1962: Another Road Traffic Act, known as the Marples Act, makes it an offence for someone to drive, attempt to drive, or control a vehicle if their “ability to drive properly was for the time being impaired.” While suspects aren’t required to submit to blood and urine testing, those who refuse a voluntary test can have that fact used against them in court.
1964: Research funded by the U.S. government and the beverage industry shows that when a driver’s blood alcohol concentration (BAC) is 80mg of alcohol per 100ml of blood, the risk of an accident rises sharply.
1967: The Road Safety Act 1967 sets the first legal blood alcohol limit in the UK. It becomes illegal to drive, attempt to drive, or be in charge of a motor vehicle with a BAC of 80mg of alcohol per 100ml of blood or the equivalent 107 microgrammes of alcohol per 100ml of urine. Testing is also made compulsory. Suspected drivers who refuse to produce blood or urine samples for laboratory testing can be prosecuted or punished as if they were discovered to be drink driving.
Also in 1967, the breathalyser is approved for use in the UK as a means of testing BAC at the roadside.

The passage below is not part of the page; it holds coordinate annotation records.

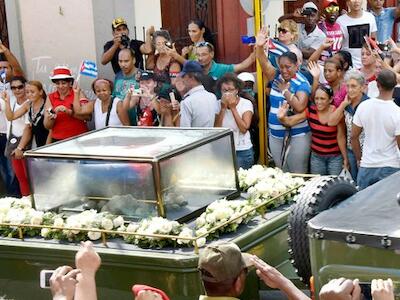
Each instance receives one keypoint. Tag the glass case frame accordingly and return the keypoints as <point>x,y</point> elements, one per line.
<point>154,160</point>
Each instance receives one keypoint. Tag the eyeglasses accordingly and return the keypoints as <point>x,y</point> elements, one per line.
<point>332,9</point>
<point>17,87</point>
<point>282,30</point>
<point>205,44</point>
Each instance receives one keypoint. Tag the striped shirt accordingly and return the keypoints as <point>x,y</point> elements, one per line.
<point>323,137</point>
<point>276,129</point>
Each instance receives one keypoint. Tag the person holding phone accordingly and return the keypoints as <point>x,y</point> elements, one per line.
<point>236,113</point>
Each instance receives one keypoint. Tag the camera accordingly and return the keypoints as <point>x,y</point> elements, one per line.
<point>45,278</point>
<point>125,41</point>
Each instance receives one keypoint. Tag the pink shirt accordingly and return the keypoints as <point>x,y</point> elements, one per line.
<point>332,31</point>
<point>339,95</point>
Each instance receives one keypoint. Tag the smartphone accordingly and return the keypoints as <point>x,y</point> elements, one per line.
<point>45,278</point>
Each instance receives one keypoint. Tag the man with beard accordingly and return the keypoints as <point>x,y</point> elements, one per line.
<point>310,36</point>
<point>332,30</point>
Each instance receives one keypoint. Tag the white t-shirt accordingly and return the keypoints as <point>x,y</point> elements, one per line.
<point>380,120</point>
<point>100,117</point>
<point>242,141</point>
<point>3,119</point>
<point>312,40</point>
<point>354,30</point>
<point>18,125</point>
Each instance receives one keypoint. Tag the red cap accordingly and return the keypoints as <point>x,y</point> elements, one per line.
<point>326,3</point>
<point>61,72</point>
<point>140,287</point>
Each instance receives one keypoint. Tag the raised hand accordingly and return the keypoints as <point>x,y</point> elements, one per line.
<point>314,69</point>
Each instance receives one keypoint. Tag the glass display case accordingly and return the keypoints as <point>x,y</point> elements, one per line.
<point>135,172</point>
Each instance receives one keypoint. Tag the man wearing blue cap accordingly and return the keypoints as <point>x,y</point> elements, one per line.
<point>198,107</point>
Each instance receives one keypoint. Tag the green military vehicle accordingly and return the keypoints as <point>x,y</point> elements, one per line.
<point>144,164</point>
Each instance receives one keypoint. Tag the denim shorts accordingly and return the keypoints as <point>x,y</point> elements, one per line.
<point>326,164</point>
<point>369,176</point>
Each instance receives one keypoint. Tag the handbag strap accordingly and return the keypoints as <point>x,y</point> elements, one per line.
<point>10,131</point>
<point>109,111</point>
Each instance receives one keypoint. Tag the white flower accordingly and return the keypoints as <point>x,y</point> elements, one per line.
<point>16,216</point>
<point>94,235</point>
<point>45,232</point>
<point>107,224</point>
<point>132,227</point>
<point>58,222</point>
<point>201,242</point>
<point>118,222</point>
<point>201,231</point>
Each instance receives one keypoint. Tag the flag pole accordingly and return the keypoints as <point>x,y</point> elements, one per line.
<point>257,4</point>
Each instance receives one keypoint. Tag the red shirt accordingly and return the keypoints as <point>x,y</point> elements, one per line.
<point>65,126</point>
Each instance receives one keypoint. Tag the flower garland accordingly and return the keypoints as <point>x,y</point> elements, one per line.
<point>260,182</point>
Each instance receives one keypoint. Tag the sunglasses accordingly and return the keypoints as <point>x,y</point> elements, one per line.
<point>17,87</point>
<point>332,9</point>
<point>206,44</point>
<point>282,30</point>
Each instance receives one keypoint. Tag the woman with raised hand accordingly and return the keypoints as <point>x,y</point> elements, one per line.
<point>16,108</point>
<point>166,65</point>
<point>236,113</point>
<point>34,132</point>
<point>290,146</point>
<point>328,143</point>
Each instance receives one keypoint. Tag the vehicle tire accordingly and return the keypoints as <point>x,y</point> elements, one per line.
<point>317,195</point>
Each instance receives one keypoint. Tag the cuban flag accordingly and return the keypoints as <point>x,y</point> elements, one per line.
<point>88,68</point>
<point>276,49</point>
<point>3,75</point>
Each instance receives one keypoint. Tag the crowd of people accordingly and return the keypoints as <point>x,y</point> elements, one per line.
<point>223,269</point>
<point>331,63</point>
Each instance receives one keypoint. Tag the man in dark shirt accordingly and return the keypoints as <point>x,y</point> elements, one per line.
<point>121,40</point>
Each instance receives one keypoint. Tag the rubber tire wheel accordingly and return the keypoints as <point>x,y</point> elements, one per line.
<point>317,195</point>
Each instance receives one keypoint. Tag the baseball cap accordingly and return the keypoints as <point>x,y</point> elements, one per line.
<point>310,5</point>
<point>140,287</point>
<point>191,66</point>
<point>118,22</point>
<point>326,3</point>
<point>61,72</point>
<point>222,261</point>
<point>246,76</point>
<point>146,75</point>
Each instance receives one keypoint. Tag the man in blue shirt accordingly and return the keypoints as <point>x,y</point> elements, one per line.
<point>385,17</point>
<point>205,56</point>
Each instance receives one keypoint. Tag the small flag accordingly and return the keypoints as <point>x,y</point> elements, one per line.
<point>276,49</point>
<point>88,68</point>
<point>3,75</point>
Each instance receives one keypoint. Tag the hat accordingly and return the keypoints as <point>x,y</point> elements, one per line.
<point>191,66</point>
<point>61,72</point>
<point>222,261</point>
<point>146,75</point>
<point>310,5</point>
<point>118,22</point>
<point>140,287</point>
<point>246,76</point>
<point>326,3</point>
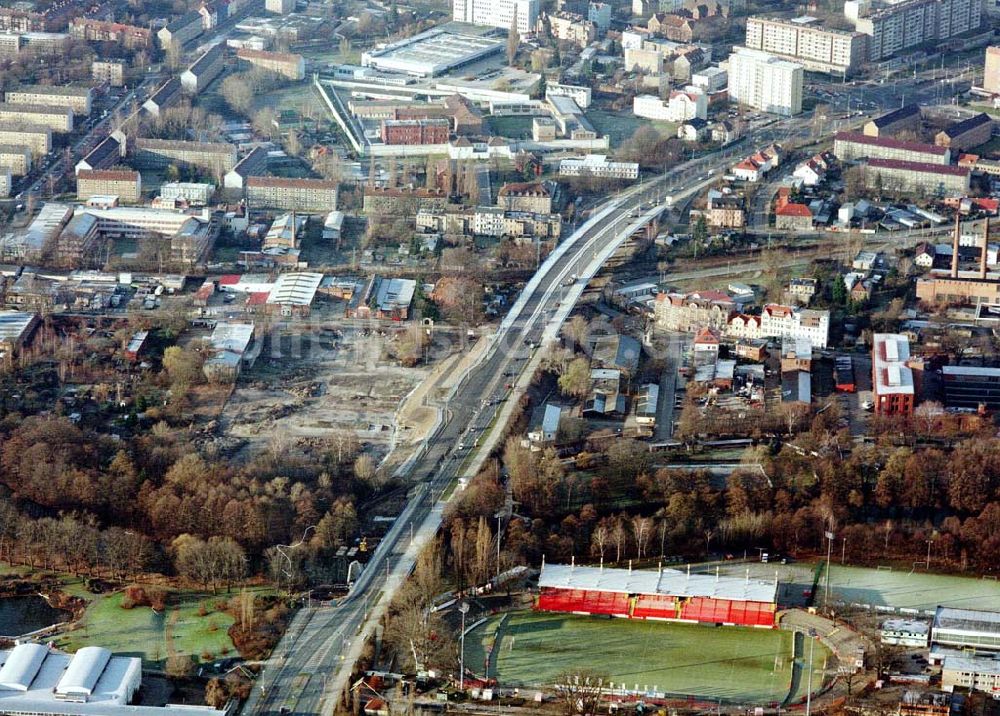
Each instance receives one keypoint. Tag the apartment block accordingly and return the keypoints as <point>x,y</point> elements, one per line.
<point>167,95</point>
<point>128,36</point>
<point>498,13</point>
<point>415,131</point>
<point>765,82</point>
<point>77,99</point>
<point>37,137</point>
<point>810,44</point>
<point>991,73</point>
<point>286,64</point>
<point>181,31</point>
<point>110,71</point>
<point>894,27</point>
<point>571,27</point>
<point>305,195</point>
<point>126,185</point>
<point>215,157</point>
<point>849,146</point>
<point>916,177</point>
<point>58,119</point>
<point>16,157</point>
<point>205,69</point>
<point>892,379</point>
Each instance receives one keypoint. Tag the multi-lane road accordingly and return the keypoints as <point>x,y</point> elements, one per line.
<point>311,665</point>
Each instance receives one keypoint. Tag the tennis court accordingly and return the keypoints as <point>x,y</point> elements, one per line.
<point>734,663</point>
<point>905,590</point>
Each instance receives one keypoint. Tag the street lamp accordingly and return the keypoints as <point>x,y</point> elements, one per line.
<point>812,644</point>
<point>464,609</point>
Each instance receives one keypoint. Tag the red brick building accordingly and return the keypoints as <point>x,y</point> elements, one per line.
<point>415,131</point>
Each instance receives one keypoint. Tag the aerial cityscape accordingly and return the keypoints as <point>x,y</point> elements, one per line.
<point>499,357</point>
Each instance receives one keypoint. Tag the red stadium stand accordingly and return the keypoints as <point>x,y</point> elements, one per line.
<point>667,594</point>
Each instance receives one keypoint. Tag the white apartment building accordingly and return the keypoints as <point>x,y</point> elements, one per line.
<point>893,27</point>
<point>711,79</point>
<point>778,321</point>
<point>784,322</point>
<point>809,43</point>
<point>598,166</point>
<point>682,105</point>
<point>498,13</point>
<point>765,82</point>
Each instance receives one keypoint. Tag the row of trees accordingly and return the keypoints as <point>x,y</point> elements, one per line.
<point>159,487</point>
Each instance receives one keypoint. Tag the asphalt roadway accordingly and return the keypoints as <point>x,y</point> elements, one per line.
<point>310,667</point>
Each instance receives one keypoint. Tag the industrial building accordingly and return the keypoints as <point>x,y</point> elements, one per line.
<point>294,293</point>
<point>432,53</point>
<point>806,41</point>
<point>667,594</point>
<point>229,345</point>
<point>252,165</point>
<point>971,387</point>
<point>892,379</point>
<point>204,70</point>
<point>965,629</point>
<point>765,82</point>
<point>905,632</point>
<point>316,196</point>
<point>16,329</point>
<point>77,99</point>
<point>36,679</point>
<point>962,287</point>
<point>58,119</point>
<point>383,298</point>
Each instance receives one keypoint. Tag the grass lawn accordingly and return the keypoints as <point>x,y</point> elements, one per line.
<point>919,590</point>
<point>743,664</point>
<point>142,632</point>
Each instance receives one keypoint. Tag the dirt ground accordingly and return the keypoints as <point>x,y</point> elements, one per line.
<point>309,384</point>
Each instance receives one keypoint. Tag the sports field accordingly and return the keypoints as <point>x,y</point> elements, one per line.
<point>902,589</point>
<point>734,663</point>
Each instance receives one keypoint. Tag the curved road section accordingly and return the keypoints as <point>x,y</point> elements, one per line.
<point>311,666</point>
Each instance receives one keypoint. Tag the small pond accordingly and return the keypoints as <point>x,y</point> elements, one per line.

The Road Safety Act states that anyone who refuses to submit to breathalyser testing is guilty of an offence and can be arrested and fined up to £50 (£643 today).
The Ministry of Transport publicises the new laws through a major publicity campaign, with TV, film, and newspaper advertising.
1968: The first breathalyser, the Alcotest 80, begins to be used by UK police.
Within just a year, the drink-driving limit and the Alcotest 80 help to cut alcohol-related road traffic accidents by 15% to 25%.
1981: The Road Safety Act of 1981 authorises evidential breath testing - testing intended to be introduced as evidence and more accurate than the provisional breath testing done by police on roadsides. The act sets the limit as 35 microgrammes of alcohol in 100 millilitres of breath.
1983: Evidentiary breath testing begins with the Lion Intoximeter 3000. This device is more accurate that the portable hand-held breathalysers used on roadsides.
1991: The Road Traffic Act of 1991 introduces a new offence of ‘Causing death by driving while under the influence of alcohol or drugs,’ with a compulsory prison sentence of up to five years.
Courts are also now able to refer drivers who have been disqualified to drink driving rehabilitation courses.
2000: Drink driving rehabilitation courses are expanded so courts across the country can refer convicted drink drivers to them.
2004: The maximum penalty for causing death by driving under the influence of alcohol or drugs is increased to 14 years in prison.
2014: Scotland reduces the legal drink drive limit from 80 to 50mg of alcohol per 100ml of blood in line with most of the European Union. The limits in the rest of the UK remain the same.